Facing huge domestic pressure to make sure Germany's eurozone partners get aid only in return for tough fiscal reforms — which Greece has failed to deliver — Berlin has sent conflicting signals on whether it will soften its stance.
Finance Minister Wolfgang Schaeuble, meeting G-20 colleagues in Mexico this weekend, appeared open to merging the eurozone's temporary and permanent bailout funds to create a 750 billion euro ($1 trillion) war chest.
This would open the door to extra International Monetary Fund (IMF) support as well.
Merkel stood firm in parliament on Monday but her "wait and see" line did not rule out a change of heart next month.
GERMANS LOSING PATIENCE
Merkel's position is driven partly by voter concerns and unease within her coalition, but also by a feeling in Berlin that market pressures are easing and there is no longer an urgent need to put up more money.
In fresh signs that the European Central Bank's move to flood banks with cheap three-year liquidity has helped stabilize bond markets, Italy and Belgium saw their borrowing costs sharply reduced at debt auctions on Monday.
But safe-haven German Bund futures hit a five-week high with traders citing Merkel's doubts about the success of the Greek rescue and her forecast of years of toil for the eurozone.
Ahead of a second injection of long-term cheap ECB money expected to total 500 billion euros on Wednesday, the central bank said it had kept its emergency government bond-buying program dormant for a second straight week.

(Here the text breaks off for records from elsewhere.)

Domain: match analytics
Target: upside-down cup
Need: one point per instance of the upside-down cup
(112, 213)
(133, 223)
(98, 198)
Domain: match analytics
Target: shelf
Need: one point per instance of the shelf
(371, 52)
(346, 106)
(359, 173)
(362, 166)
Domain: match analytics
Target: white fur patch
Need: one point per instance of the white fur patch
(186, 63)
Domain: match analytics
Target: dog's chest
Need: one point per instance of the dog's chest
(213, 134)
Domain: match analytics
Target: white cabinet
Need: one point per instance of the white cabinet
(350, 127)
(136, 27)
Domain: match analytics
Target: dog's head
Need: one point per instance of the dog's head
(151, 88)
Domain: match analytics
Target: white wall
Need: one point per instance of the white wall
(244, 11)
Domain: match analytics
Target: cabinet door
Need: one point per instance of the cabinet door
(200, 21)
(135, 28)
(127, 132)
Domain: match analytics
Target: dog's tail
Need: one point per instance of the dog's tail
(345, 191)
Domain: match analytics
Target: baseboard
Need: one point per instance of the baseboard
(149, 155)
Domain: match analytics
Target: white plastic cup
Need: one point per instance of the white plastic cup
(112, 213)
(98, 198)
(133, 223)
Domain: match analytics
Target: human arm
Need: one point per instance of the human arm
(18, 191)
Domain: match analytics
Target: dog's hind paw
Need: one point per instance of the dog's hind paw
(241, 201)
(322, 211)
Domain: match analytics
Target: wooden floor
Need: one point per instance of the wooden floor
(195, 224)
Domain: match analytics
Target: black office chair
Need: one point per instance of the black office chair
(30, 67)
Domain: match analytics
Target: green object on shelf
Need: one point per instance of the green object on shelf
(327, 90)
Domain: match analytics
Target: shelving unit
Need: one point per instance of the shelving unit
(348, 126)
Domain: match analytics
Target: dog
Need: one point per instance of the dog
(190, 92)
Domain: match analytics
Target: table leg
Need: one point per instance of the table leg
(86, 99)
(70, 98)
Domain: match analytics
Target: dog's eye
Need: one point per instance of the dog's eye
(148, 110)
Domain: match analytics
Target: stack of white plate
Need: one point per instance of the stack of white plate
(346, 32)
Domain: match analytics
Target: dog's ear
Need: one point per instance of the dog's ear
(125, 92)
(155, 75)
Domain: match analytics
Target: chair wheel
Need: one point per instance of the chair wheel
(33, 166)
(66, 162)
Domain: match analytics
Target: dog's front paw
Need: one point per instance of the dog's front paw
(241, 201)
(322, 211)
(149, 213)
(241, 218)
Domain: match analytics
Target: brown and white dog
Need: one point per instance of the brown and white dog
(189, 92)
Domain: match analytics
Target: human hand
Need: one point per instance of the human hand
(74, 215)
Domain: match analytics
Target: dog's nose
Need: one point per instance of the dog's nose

An opinion poll published in a Sunday newspaper found 62 percent of Germans were against the second Greek rescue package while 33 percent were in favor. In a similar poll in September, 53 percent had been opposed and 43 percent in favor.
Interior Minister Hans-Peter Friedrich called on Greece to leave the eurozone, saying in a magazine interview its chances of recovery would be greater outside. It was the first time a cabinet member had publicly broken ranks.

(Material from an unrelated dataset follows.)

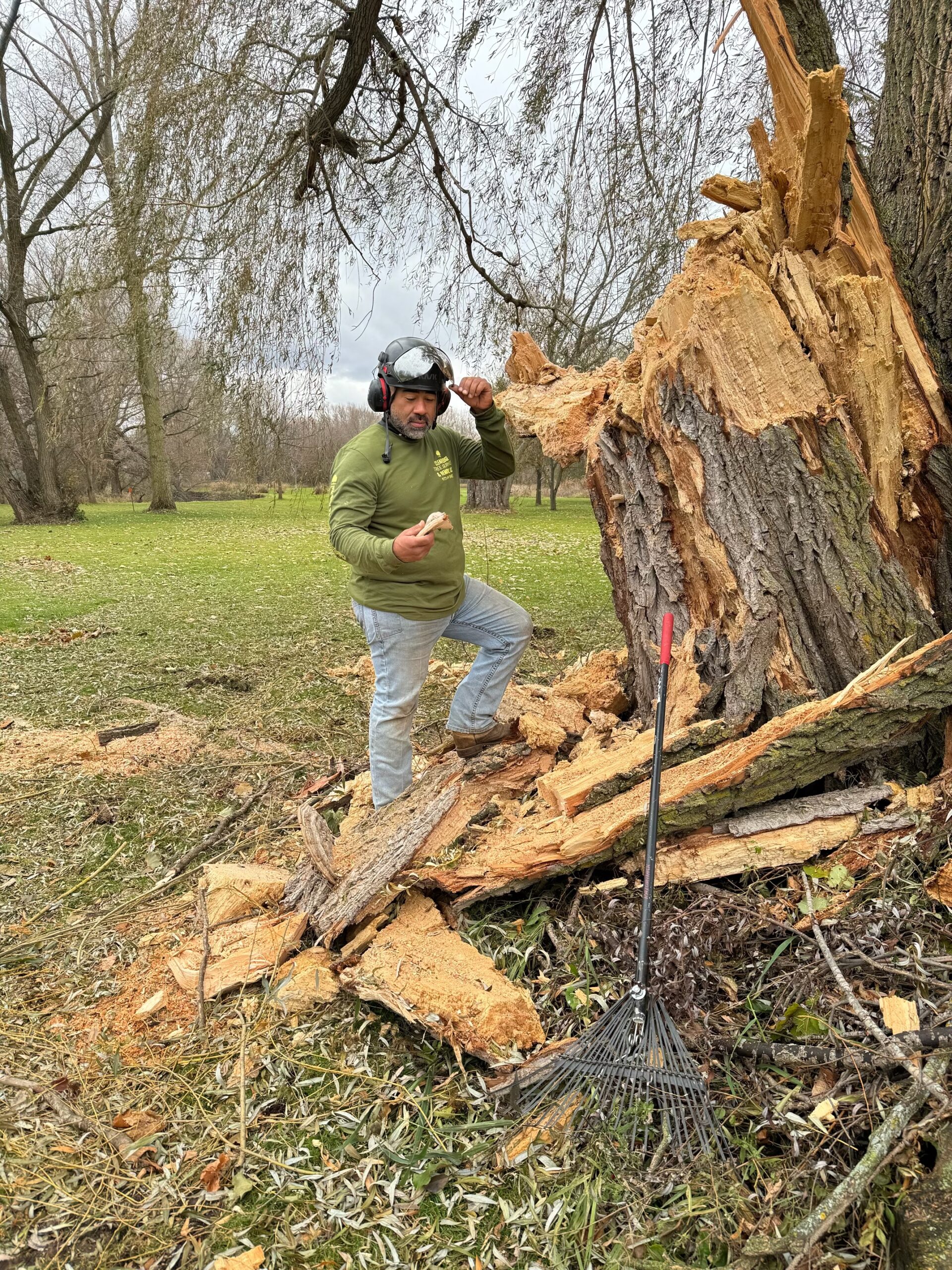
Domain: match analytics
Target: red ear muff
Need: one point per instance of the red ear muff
(379, 395)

But Friedrichs reverted to the government line in a statement on Monday, pledging to vote for the bailout. "I have no doubts about the chancellor's rescue course," he said.
Merkel needs 311 votes to reach a majority in the 620-member house. Her coalition holds 330 seats.

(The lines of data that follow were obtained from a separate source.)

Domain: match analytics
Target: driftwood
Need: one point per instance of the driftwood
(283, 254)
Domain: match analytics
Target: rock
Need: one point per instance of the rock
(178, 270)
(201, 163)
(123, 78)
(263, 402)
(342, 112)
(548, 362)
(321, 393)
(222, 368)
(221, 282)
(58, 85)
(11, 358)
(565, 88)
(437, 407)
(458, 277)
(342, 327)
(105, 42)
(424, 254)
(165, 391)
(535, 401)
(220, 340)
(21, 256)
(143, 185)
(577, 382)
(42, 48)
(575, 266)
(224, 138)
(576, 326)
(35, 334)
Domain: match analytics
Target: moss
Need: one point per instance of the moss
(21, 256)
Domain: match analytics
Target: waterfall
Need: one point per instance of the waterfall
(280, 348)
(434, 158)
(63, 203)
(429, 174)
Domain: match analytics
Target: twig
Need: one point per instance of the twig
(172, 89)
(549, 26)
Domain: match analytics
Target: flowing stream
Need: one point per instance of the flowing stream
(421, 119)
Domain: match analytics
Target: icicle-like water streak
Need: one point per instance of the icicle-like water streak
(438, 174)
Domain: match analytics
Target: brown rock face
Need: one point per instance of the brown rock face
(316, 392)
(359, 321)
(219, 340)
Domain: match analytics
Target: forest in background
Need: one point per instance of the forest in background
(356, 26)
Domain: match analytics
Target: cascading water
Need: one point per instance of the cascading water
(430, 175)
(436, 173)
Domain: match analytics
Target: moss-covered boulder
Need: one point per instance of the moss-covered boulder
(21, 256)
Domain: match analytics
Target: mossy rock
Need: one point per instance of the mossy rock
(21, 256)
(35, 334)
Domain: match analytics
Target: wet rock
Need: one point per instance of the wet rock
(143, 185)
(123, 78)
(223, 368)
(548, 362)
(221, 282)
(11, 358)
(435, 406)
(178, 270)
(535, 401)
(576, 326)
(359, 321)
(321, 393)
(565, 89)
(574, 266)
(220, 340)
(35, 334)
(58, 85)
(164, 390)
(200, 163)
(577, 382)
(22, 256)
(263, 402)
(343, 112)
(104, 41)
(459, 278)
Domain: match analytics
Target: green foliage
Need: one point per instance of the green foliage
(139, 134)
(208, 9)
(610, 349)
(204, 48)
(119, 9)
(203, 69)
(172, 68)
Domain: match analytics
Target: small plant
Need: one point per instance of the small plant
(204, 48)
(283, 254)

In a nail-biting Sept. 27 vote on the European Financial Stability Facility (EFSF), 15 deputies in her coalition broke ranks, leaving her with a narrow majority of 315 seats on that occasion.
One of the dissidents from Merkel's CDU, Klaus-Peter Willsch, told Reuters on Sunday that "the mood in Germany is turning against further rescues for Greece.
"We've been promised all kinds of things that aren't fulfilled and then a few months later there's the need for another rescue package. The public's faith is fading fast."
Germans are growing impatient with what Schaeuble has described as a "bottomless pit" in Greece.
At the same time, there is a growing awareness in Germany, Europe's leading economy, that its own prosperity is at risk as the debt crisis sucks in more countries and stifles demand within the currency bloc for German exports.
German criticism of Greece has reopened wounds dating from World War II.
Protesters in Athens burned a German flag earlier this month while Greek newspapers have portrayed Merkel and Schaeuble in Nazi uniform.
Despite riding high in polls, Merkel has hit a rough patch — about 18 months before the next election — that has raised doubts about her grip on power.